County Executive Steinhaus said, “I am delighted our partnership with the Town and Village of Rhinebeck, both Greenway Compact communities, will provide opportunities to expand recreational facilities and create new trail connections between the Village and the Hudson River. Rhinebeck resident and Winnakee Land Trust President Sally Mazzarella first brought the Rhineson project to my attention and has been a passionate champion helping to shepard it to a successful conclusion.”
Sally Mazzarella said, “I am grateful to Bill Steinhaus and Roger Akeley and all the Dutchess County government staff that I have worked with. Their support throughout this process is truly valued. This project is important to the people of Rhinebeck and is a cause for celebration.”
The 71.94-acre property adjacent to the Starr Library was acquired jointly by the Town and Village in 2002 with municipal funding and grants from the Dyson Foundation and from the Thomas Thompson Trust. Additional acreage was acquired simultaneously for private use. The Rhineson property has since been renamed the Thomas Thompson Recreational and Cultural Park in recognition of the foundation’s crucial support.
Since the County’s open space funds may not be used to acquire buildings or building sites, a single acre has been set aside for future construction of a community center. Dutchess County has negotiated a conservation easement that will restrict the remaining 70.94 acres to recreational uses available to all County residents.
The County Executive also noted that local municipal financial participation is crucial to the success of the County’s acquisition programs. “The County must have local government funding partners—if protecting a special property is important to local residents, then we look for a commitment from their local elected officials.”

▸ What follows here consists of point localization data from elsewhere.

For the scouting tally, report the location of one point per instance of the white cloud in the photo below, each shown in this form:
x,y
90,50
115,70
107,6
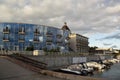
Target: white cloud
x,y
81,15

Town of Rhinebeck Supervisor Dennis McGuire said: “This project has been a true community effort. We are now developing a master plan to put the park to the best possible use for our residents. We appreciate County Executive Steinhaus’ participation and support.”
The Rhinebeck Town Board approved the conservation easement on October 3; the Village must also approve the agreement. County Executive Steinhaus will now submit the proposal to the County Legislature which is then required to hold a public hearing on the project before final action on the grant. The public hearing is expected to take place in December.
Since the establishment of the Matching Grant Program the Dutchess County Planning Board has recommended approximately $3.9 million for open space and farmland proposals that would protect 1,790 acres. The Board anticipates an increase in applications as communities commit to local participation. The County Executive has committed $7 million to the program to date, with the goal of protecting at least 10,000 acres of resources over the coming decade.